The smartest insight and analysis, from all perspectives, rounded up from around the web:
New restrictions on a key dronemaker show how serious the U.S. is about cutting its reliance on Chinese technology, said Bruce Einhorn and Todd Shields in Bloomberg. China’s DJI Technology is “the world’s top producer of unmanned aerial vehicles” and controls “more than half of the U.S. drone market.” But the Treasury Department last week added DJI and seven other Chinese tech companies to a growing “blacklist,” blocking it from receiving any U.S. investments. Though DJI is a private company, it “has become the poster child for a much wider national security threat” — China’s “ability to obtain sensitive data on millions of Americans,” as “everything from cars to yoga mats to toilets are now transmitting data.” Harnessing that information is viewed as a “key to dominating technologies like artificial Intelligence” — and “exploiting weaknesses in strategic foes.”

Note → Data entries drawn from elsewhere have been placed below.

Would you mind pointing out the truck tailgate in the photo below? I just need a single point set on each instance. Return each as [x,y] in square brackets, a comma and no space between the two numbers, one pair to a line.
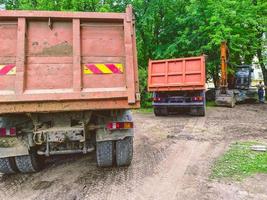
[177,74]
[70,59]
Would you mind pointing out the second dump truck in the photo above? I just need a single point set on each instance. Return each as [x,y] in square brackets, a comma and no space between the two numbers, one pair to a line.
[67,83]
[178,83]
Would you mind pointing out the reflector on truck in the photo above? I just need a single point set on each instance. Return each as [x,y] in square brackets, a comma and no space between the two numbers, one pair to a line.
[103,68]
[9,69]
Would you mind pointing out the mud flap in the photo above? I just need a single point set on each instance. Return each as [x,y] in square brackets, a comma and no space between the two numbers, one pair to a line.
[104,134]
[16,149]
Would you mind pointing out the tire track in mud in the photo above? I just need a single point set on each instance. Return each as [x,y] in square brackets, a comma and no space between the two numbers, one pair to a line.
[175,167]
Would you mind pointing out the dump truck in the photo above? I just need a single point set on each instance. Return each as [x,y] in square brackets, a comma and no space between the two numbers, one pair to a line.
[178,83]
[68,82]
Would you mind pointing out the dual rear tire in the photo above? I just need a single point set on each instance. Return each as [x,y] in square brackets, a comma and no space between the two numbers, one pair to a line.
[109,153]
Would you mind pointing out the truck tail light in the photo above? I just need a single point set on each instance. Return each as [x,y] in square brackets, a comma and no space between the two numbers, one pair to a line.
[198,98]
[119,125]
[155,99]
[7,132]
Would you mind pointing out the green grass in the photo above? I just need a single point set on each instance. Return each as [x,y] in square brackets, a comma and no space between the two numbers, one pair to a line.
[144,110]
[240,162]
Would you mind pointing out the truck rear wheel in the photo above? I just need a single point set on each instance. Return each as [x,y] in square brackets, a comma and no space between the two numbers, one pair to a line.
[124,151]
[8,165]
[201,111]
[28,163]
[104,153]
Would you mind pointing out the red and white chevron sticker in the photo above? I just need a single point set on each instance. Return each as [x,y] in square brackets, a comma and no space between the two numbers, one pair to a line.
[9,69]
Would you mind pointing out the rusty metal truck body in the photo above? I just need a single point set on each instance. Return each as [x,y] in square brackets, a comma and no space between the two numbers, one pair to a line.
[177,83]
[67,83]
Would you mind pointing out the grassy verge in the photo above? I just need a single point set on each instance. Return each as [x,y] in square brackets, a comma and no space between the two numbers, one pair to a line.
[210,103]
[144,110]
[240,162]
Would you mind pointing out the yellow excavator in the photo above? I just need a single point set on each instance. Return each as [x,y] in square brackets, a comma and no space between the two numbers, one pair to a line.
[242,90]
[224,96]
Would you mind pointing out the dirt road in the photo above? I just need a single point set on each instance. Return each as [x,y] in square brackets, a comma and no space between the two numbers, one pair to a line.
[172,160]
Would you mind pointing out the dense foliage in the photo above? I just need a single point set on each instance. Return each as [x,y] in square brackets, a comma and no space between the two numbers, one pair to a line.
[178,28]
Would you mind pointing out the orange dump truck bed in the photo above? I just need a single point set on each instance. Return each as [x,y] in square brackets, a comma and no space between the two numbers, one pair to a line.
[67,61]
[177,74]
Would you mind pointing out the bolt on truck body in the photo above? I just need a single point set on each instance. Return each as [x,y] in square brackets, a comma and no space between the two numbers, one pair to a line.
[67,83]
[178,83]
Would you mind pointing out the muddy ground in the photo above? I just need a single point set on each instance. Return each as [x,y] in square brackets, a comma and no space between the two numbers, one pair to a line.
[172,160]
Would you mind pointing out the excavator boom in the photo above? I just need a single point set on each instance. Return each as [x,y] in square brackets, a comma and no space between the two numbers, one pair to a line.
[224,96]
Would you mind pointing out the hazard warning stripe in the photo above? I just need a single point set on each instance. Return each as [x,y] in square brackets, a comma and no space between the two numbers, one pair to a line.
[103,68]
[9,69]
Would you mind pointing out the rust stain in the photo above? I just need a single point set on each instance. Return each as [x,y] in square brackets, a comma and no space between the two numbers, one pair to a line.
[62,49]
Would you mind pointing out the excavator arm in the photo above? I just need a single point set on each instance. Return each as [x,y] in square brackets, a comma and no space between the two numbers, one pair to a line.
[224,96]
[223,82]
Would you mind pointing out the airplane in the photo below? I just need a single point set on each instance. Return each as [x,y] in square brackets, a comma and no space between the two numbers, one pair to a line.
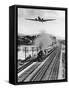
[40,19]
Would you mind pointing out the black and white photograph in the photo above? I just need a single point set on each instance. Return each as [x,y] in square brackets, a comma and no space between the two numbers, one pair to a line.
[41,45]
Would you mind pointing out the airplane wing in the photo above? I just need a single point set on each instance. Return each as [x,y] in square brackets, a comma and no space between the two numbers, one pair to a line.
[32,19]
[49,19]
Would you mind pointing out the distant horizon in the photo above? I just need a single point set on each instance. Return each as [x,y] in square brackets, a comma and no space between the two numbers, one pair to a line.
[58,37]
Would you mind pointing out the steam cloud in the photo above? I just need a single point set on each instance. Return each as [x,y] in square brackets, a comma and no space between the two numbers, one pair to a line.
[43,40]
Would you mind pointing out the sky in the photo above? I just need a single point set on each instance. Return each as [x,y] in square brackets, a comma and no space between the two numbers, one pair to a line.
[56,27]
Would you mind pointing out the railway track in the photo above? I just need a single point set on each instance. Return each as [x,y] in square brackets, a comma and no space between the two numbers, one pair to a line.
[47,71]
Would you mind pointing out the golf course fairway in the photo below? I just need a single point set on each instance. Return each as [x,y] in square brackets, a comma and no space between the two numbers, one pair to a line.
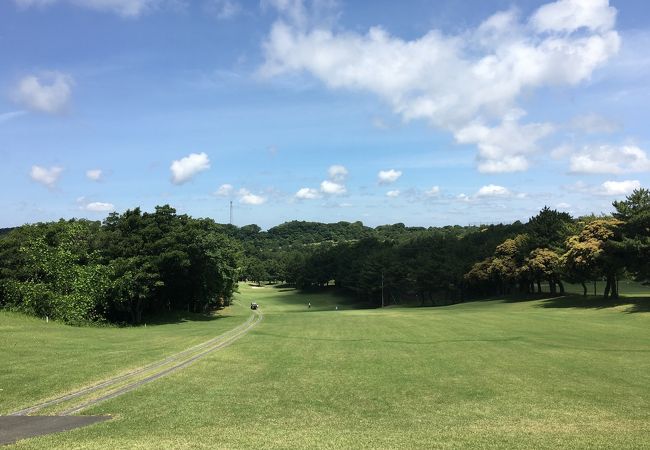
[491,374]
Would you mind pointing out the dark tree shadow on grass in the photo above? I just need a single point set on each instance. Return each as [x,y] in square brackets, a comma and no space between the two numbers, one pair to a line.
[181,317]
[636,304]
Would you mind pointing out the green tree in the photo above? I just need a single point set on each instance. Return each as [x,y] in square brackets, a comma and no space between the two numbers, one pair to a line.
[634,211]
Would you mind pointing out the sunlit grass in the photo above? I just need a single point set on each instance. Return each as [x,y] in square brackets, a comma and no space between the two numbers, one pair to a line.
[42,359]
[490,374]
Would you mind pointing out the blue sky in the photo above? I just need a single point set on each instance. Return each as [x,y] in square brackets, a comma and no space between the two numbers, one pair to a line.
[427,113]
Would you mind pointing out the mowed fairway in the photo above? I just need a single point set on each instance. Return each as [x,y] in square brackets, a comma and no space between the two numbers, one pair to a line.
[476,375]
[42,360]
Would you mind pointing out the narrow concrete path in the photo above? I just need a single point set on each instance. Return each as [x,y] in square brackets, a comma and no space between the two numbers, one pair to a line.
[14,428]
[88,396]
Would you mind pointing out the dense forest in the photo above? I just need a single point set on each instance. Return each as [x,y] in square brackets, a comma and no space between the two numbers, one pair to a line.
[139,263]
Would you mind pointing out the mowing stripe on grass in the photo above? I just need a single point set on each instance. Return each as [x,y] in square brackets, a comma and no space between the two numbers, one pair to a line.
[125,383]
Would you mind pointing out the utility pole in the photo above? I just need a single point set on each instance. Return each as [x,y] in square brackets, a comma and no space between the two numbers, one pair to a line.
[382,288]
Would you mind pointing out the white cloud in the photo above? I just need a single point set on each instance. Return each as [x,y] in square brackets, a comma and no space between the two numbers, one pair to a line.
[462,83]
[337,173]
[124,8]
[46,176]
[492,190]
[49,93]
[610,159]
[433,192]
[6,117]
[223,9]
[185,168]
[307,194]
[464,198]
[94,174]
[593,123]
[224,190]
[388,176]
[504,148]
[248,198]
[570,15]
[332,188]
[619,187]
[99,207]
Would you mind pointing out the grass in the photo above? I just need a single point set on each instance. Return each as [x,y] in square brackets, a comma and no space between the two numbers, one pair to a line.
[41,360]
[628,288]
[489,374]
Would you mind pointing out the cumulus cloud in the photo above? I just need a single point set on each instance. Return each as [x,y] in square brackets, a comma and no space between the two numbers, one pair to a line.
[468,83]
[223,9]
[224,190]
[248,198]
[332,188]
[94,174]
[337,173]
[610,159]
[6,117]
[49,93]
[433,192]
[593,123]
[124,8]
[571,15]
[47,176]
[99,207]
[185,168]
[504,148]
[388,176]
[307,194]
[492,190]
[619,187]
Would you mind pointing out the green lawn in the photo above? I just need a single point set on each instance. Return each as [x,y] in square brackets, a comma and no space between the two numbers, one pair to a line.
[625,287]
[42,360]
[494,374]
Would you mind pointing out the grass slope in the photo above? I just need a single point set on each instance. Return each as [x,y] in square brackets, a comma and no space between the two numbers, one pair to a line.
[41,360]
[481,375]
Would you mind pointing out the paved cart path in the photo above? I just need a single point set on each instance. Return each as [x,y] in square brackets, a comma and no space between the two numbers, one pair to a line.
[19,425]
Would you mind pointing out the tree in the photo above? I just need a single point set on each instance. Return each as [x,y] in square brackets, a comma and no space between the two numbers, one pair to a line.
[634,211]
[549,228]
[593,254]
[545,264]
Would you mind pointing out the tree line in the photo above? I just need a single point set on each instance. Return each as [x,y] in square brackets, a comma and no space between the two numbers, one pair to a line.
[450,264]
[139,263]
[130,264]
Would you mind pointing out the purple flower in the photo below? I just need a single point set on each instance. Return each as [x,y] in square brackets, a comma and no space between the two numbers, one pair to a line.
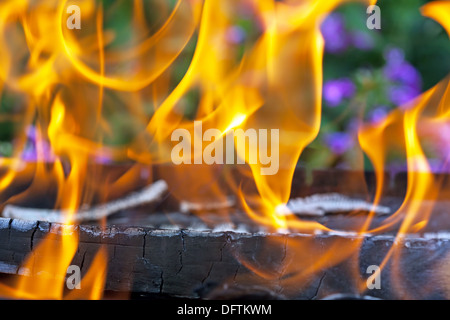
[394,56]
[362,40]
[404,74]
[335,91]
[334,33]
[378,114]
[400,95]
[406,80]
[339,142]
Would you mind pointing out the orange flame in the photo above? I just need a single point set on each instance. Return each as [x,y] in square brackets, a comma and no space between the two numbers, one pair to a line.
[73,80]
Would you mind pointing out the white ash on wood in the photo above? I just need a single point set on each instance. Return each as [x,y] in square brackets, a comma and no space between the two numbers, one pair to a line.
[205,264]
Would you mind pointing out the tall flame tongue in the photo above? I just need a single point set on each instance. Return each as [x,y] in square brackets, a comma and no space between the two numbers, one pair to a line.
[271,84]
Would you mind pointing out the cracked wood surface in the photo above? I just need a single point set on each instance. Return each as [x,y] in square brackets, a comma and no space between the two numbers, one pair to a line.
[207,264]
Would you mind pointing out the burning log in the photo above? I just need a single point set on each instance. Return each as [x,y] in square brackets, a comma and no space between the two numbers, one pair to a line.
[321,204]
[147,195]
[210,264]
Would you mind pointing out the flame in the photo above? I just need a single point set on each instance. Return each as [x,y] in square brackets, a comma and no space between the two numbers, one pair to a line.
[407,130]
[264,89]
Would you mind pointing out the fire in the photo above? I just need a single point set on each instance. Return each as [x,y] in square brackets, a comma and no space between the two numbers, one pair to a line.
[72,81]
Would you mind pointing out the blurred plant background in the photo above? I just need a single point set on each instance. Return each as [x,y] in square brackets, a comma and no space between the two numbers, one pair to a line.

The move against DJI echoes how the U.S. started its campaign against Huawei, China’s leading phonemaker, said Gina Chon in BreakingViews. But “it was relatively easy to make” the Chinese telecom disappear from the U.S., because it was just making its first inroads. DJI is a different story. “More than 900 U.S. public safety agencies use its products,” including the New York Police Department, making a commercial ban “unrealistic.” The pressure to disengage, though, comes from both countries, said the Financial Times in an editorial. China pressured Didi to delist shortly after it “launched the biggest listing of a Chinese company since Alibaba in 2014,” and has allowed a “slow unraveling” of property giant Evergrande, which defaulted on debts held by foreign investors. The moves seem to be part of “a bulwark” against “mistrusted foreign forces” as Beijing constructs a new “Fortress China.”